Yes. Qwen3-Coder is released under the permissive Apache 2.0 license, and the weights are freely downloadable from Hugging Face, GitHub, and Ollama. You can self-host it or use a hosted API.
How big is Qwen3-Coder and how much context does it handle?
The flagship Qwen3-Coder-480B-A35B-Instruct is a Mixture-of-Experts model with 480 billion total parameters but only 35 billion active per token. It supports a 256K-token context natively (262,144 tokens) and up to 1 million tokens using YaRN extrapolation.

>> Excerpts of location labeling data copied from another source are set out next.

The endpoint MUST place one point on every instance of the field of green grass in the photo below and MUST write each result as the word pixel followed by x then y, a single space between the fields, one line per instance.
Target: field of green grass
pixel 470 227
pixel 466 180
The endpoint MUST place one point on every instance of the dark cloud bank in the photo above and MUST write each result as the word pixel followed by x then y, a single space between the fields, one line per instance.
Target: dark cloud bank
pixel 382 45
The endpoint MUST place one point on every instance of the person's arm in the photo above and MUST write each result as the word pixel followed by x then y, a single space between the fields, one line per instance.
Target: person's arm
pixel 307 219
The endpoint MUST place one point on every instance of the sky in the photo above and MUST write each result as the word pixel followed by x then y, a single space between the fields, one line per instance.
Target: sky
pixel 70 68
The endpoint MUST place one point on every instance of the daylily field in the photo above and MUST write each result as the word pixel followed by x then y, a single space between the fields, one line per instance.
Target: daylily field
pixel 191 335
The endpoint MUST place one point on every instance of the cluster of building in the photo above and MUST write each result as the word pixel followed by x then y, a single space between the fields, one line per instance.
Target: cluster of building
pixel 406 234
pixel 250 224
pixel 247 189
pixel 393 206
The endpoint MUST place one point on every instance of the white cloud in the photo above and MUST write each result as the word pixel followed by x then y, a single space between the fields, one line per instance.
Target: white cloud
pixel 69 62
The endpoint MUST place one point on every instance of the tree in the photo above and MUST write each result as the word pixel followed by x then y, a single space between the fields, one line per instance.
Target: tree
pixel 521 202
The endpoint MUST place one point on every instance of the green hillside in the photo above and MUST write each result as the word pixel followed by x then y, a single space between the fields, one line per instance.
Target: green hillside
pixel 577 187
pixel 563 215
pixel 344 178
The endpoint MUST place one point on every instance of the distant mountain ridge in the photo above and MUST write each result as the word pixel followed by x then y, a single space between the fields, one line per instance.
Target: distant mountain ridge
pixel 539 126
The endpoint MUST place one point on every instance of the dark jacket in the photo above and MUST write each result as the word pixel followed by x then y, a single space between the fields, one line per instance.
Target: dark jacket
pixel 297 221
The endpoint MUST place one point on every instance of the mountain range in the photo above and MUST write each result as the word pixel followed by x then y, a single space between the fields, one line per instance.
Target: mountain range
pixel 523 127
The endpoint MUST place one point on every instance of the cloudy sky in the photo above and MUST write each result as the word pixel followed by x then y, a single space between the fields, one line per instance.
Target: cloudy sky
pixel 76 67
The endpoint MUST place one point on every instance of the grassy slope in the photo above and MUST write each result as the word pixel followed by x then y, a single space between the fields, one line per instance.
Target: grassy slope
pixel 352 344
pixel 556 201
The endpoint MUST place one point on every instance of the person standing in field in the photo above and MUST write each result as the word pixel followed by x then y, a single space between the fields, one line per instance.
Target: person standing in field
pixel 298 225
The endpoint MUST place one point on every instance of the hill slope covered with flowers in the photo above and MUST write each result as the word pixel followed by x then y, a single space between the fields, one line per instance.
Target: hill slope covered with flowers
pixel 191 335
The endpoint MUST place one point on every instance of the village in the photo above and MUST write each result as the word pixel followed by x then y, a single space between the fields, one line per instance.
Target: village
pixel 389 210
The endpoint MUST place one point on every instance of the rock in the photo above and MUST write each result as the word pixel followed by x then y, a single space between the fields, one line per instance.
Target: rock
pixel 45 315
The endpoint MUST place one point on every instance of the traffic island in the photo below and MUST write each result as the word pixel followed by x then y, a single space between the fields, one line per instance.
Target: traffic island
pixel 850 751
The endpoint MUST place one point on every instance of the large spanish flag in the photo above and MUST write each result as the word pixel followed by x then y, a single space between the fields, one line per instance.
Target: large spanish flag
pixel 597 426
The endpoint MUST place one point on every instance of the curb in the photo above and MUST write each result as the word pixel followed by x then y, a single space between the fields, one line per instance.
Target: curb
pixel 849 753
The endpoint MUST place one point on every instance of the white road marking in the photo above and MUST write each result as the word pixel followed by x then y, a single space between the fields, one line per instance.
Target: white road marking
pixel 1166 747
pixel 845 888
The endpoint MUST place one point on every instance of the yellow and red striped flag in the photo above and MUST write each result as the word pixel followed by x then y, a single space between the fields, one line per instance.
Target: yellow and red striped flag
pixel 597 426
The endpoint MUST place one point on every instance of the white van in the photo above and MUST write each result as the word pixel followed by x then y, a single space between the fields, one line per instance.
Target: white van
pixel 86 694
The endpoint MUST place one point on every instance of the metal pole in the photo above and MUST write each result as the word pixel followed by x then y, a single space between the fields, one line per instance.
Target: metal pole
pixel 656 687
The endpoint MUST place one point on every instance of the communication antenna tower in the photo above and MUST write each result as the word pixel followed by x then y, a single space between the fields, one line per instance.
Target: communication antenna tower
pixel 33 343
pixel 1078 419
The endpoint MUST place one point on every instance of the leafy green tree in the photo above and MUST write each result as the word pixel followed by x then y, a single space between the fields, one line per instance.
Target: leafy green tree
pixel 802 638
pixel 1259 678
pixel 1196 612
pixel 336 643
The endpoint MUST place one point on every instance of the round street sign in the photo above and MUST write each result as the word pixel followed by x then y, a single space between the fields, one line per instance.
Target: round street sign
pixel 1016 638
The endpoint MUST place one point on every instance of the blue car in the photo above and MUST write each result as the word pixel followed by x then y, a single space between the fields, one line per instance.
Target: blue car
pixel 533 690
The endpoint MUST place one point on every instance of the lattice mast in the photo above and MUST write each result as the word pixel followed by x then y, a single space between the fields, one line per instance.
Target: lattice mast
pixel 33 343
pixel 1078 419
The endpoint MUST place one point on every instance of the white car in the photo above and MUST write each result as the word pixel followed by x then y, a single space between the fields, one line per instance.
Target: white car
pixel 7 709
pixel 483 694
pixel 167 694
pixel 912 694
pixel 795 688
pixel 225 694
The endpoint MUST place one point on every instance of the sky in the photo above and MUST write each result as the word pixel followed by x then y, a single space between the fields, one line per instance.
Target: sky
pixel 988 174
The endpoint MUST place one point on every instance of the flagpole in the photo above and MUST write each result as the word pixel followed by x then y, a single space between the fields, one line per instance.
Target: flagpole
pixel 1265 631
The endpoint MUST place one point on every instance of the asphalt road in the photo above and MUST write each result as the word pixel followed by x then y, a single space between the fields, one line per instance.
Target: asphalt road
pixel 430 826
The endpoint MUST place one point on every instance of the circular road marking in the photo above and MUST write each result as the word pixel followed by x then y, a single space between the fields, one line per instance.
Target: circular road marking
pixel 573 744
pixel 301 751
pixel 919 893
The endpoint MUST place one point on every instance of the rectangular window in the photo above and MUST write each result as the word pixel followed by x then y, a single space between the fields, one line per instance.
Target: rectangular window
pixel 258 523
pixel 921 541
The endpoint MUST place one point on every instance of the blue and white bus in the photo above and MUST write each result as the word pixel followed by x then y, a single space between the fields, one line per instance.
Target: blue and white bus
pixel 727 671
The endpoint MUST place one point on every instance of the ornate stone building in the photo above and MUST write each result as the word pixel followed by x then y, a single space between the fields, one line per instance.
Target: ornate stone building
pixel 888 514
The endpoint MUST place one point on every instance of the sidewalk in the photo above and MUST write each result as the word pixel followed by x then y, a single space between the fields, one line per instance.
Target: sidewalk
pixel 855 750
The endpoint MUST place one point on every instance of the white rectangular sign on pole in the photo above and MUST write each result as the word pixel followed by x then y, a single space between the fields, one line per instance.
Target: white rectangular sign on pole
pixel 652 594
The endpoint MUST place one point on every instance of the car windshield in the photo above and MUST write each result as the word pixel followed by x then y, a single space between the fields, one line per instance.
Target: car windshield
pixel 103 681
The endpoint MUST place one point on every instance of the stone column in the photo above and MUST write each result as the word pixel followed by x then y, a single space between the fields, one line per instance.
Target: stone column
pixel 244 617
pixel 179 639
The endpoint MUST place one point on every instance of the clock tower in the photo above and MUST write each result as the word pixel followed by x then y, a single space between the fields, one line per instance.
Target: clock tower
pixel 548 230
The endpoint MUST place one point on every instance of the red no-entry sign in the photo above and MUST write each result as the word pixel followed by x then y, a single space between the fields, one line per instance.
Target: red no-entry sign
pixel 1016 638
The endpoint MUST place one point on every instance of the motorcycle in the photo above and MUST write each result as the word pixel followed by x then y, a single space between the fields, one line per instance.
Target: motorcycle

How does Qwen3-Coder compare to Claude Sonnet 4?
Alibaba positions Qwen3-Coder as state of the art among open models for agentic coding, browser-use, and tool-use, comparable to Claude Sonnet 4. On SWE-bench Verified it scores 67.0% standalone and 69.6% with the OpenHands scaffold at 500 turns, close to Claude Sonnet 4's reported figures.
How can I use Qwen3-Coder?
You can run the open weights locally (a smaller 30B-A3B variant exists for lighter hardware), call it through Alibaba Cloud Model Studio, OpenRouter, Together AI, or Ollama, and drive it with the open-source Qwen Code CLI, Claude Code (via a router), or Cline.